Nous en arrivons immédiatement à la deuxième erreur commise par la chancelière allemande. Influencée par son éducation de fille de pasteur et forte du souvenir de la fuite de beaucoup d’Européens du bloc de l’Est communiste, Merkel a estimé que l’Allemagne avait l’obligation morale d’accueillir le plus de demandeurs d’asile possible. L’Allemagne s’attend cette année à un nombre record de 800.000 demandeurs d’asile, ou presque 1% de la population allemande. Ce qui est deux fois plus que lors d’un pronostic antérieur, et quatre fois plus qu’en 2014.

Mais le gouvernement allemand a refusé, lors de cet afflux, de faire une distinction entre les vrais réfugiés et les chercheurs de bonheur. Au moins 40% des réfugiés en Allemagne proviennent des pays des Balkans – Albanie, Bosnie et Macédoine – où il n’est aucunement question de conflit. Et parmi les auto-proclamés Syriens, on retrouve des Irakiens issus de la relativement sûre Bagdad ou des Pakistanais.

Mais peut-être était-ce un choix délibéré de Merkel de ne pas faire de distinction entre les demandeurs d’asile et les chercheurs de bonheur.
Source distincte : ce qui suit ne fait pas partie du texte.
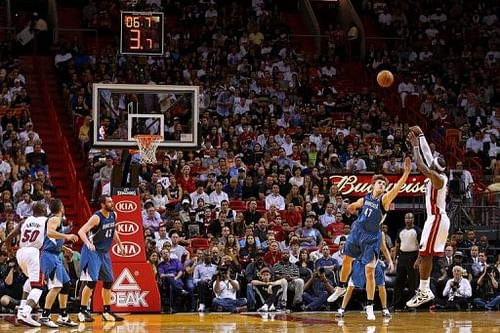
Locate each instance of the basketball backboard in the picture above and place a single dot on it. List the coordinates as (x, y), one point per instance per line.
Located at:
(121, 111)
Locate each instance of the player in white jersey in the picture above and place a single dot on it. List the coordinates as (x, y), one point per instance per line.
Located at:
(32, 232)
(437, 224)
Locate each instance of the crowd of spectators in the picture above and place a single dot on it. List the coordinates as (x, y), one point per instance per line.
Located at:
(24, 176)
(448, 56)
(251, 220)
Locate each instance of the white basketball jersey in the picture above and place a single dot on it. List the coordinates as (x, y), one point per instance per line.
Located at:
(33, 232)
(435, 199)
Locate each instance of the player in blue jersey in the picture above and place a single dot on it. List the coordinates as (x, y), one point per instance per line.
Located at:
(58, 280)
(358, 280)
(95, 263)
(364, 241)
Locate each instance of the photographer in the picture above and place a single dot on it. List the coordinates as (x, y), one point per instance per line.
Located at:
(202, 276)
(457, 290)
(267, 291)
(461, 183)
(11, 282)
(225, 289)
(316, 290)
(488, 291)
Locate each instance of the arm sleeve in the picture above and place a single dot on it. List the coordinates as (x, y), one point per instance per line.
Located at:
(425, 150)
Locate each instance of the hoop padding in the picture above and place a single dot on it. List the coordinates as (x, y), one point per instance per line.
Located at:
(147, 147)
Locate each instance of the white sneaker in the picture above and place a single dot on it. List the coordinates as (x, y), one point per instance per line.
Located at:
(66, 321)
(369, 312)
(25, 317)
(46, 321)
(263, 308)
(421, 297)
(337, 293)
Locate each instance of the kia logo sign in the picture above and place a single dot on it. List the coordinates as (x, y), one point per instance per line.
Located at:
(126, 228)
(126, 206)
(130, 249)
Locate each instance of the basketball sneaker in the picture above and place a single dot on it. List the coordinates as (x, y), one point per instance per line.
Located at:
(25, 317)
(85, 316)
(110, 316)
(66, 321)
(369, 312)
(46, 321)
(337, 293)
(263, 308)
(421, 297)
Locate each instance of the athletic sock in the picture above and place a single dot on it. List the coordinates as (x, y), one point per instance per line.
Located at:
(424, 285)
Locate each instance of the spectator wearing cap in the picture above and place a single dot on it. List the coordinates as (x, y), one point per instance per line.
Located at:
(102, 177)
(233, 189)
(266, 291)
(216, 197)
(150, 217)
(309, 236)
(199, 193)
(355, 164)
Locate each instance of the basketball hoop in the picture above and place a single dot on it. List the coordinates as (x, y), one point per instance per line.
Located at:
(147, 147)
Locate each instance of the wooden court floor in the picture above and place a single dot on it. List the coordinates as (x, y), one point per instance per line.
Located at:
(353, 322)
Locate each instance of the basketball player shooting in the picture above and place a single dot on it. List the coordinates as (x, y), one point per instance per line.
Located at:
(364, 240)
(436, 225)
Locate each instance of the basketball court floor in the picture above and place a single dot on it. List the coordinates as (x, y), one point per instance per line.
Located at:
(304, 322)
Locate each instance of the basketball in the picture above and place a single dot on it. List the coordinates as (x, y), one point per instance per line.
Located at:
(385, 78)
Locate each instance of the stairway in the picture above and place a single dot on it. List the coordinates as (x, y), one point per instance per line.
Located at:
(59, 163)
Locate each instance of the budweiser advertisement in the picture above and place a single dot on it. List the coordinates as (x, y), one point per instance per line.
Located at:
(360, 185)
(129, 228)
(134, 289)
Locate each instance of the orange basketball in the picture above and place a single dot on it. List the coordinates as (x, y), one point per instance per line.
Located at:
(385, 78)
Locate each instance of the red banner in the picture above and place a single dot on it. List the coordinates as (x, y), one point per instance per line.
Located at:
(360, 185)
(134, 289)
(129, 228)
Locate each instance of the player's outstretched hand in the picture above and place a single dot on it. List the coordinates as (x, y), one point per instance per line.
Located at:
(72, 238)
(416, 129)
(412, 138)
(407, 165)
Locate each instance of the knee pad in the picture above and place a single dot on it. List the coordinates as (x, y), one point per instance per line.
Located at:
(91, 284)
(65, 289)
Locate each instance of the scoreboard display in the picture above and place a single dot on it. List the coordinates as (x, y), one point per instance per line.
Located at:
(142, 33)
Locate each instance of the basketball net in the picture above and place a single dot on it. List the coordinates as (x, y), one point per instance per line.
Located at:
(147, 147)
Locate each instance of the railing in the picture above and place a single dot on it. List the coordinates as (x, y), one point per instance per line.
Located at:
(309, 18)
(78, 199)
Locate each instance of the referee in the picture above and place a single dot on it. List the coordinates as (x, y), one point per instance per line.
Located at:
(407, 245)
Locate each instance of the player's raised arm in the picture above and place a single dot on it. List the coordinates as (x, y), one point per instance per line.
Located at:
(393, 193)
(424, 148)
(89, 225)
(422, 166)
(8, 240)
(352, 208)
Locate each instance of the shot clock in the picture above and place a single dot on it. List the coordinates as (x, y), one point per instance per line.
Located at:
(141, 33)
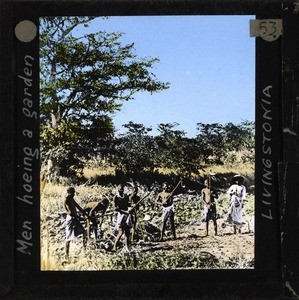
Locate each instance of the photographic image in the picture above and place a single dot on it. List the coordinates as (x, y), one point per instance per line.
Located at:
(147, 143)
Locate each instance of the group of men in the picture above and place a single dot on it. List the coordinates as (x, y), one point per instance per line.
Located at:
(126, 212)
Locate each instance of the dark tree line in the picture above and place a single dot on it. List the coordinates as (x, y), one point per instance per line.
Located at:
(138, 151)
(85, 78)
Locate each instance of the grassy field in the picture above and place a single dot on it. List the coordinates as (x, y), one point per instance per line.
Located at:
(192, 249)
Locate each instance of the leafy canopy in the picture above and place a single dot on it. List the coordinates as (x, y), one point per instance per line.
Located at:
(84, 80)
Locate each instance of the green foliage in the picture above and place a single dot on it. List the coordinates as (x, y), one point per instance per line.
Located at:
(135, 150)
(217, 141)
(85, 79)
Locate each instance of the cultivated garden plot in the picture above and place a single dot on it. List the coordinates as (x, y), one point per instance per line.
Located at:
(191, 250)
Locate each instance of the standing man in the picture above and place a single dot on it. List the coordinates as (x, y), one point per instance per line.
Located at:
(237, 194)
(208, 196)
(92, 208)
(134, 199)
(73, 226)
(165, 198)
(123, 217)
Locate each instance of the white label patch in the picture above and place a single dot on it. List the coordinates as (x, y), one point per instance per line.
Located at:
(268, 29)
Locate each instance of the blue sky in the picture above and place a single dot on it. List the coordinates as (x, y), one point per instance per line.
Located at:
(208, 60)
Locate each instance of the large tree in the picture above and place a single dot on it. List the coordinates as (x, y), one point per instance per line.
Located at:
(84, 79)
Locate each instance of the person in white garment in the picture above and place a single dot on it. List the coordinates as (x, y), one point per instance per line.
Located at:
(237, 194)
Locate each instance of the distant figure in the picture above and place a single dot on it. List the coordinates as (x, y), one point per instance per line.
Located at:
(165, 198)
(55, 118)
(123, 218)
(73, 225)
(93, 222)
(237, 194)
(134, 199)
(208, 196)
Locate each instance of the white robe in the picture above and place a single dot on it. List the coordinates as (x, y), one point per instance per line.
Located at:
(238, 195)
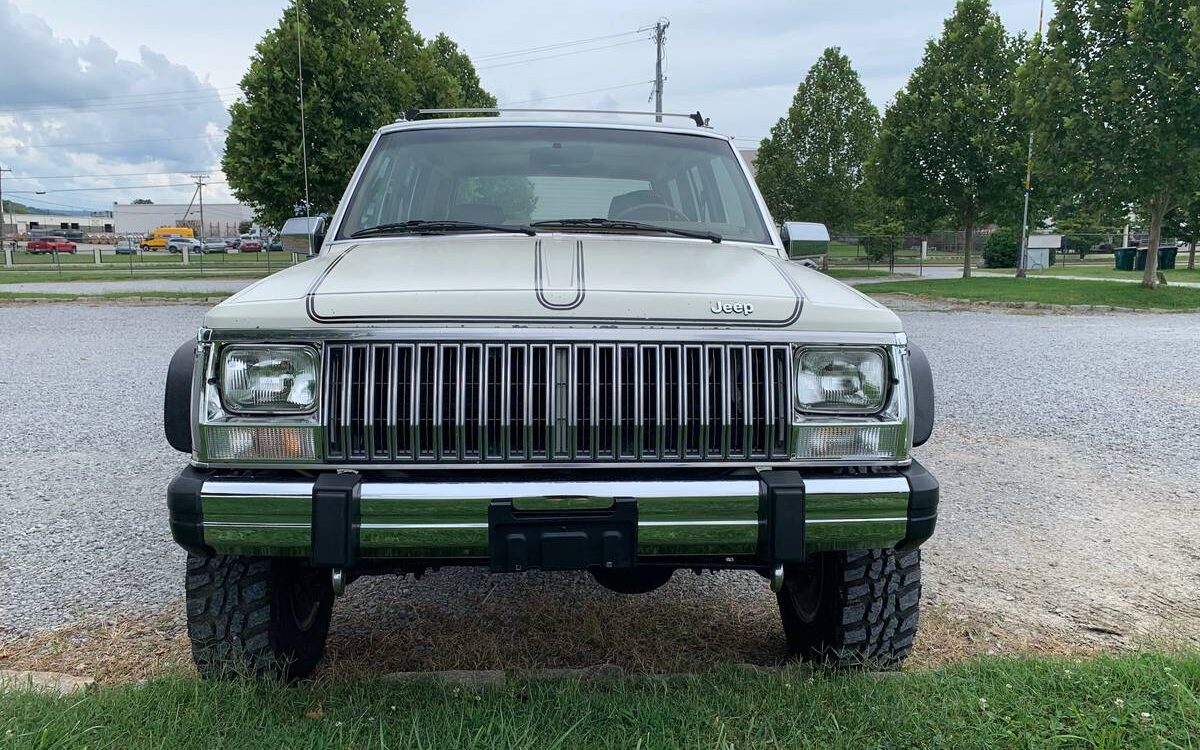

L’Allemagne comptait 80,8 millions d’habitants en 2013. Les statisticiens estiment que le nombre d’habitants en 2060 aura chuté jusqu’à une fourchette entre 67,7 et 73,1 millions, suivant le nombre d’immigrants. En Allemagne de l’Est, il y a des villages vides. L’Allemagne de l’Ouest crie pour obtenir de la force de travail. En Bavière, il n’y a pratiquement pas de chômage.

Mais ces dernières semaines, il est devenu clair que ces réfugiés ne peuvent pas comme ça, tout simplement, être insérés dans le marché du travail allemand. Ils connaissent à peine l’anglais, encore moins l’allemand. Des experts du marché du travail avaient prévenu que l’intégration des réfugiés sur le marché du travail se déroulerait plus difficilement que ce qu’on pensait, malgré un marché du travail allemand flexible où les salaires minimums ne sont pas trop élevés et des flexi-jobs pour les travailleurs peu qualifiés.

Cela a-t-il incité Merkel à changer son fusil d’épaule? Peut-être. Mais un élément trop souvent oublié, est l’attitude de la CSU bavaroise, le parti frère de la CDU de Merkel. Le ministre-président bavarois Horst Seehofer a été très sévère, le week-end dernier, au sujet de la politique de Merkel (“Il n’y a pas de plan à Berlin”). La CSU est, depuis dix ans déjà, l’allié le plus important de Merkel. Si la CSU laisse tomber Merkel, elle est politiquement morte.

A côté du facteur de politique intérieure, l’instauration des contrôles aux frontières est aussi juste un exemple de la politique de puissance classique allemande. Berlin met, avec cette mesure, les pays récalcitrants de l’Est de l’Europe qui refusent d’accepter les réfugiés, fortement sous pression.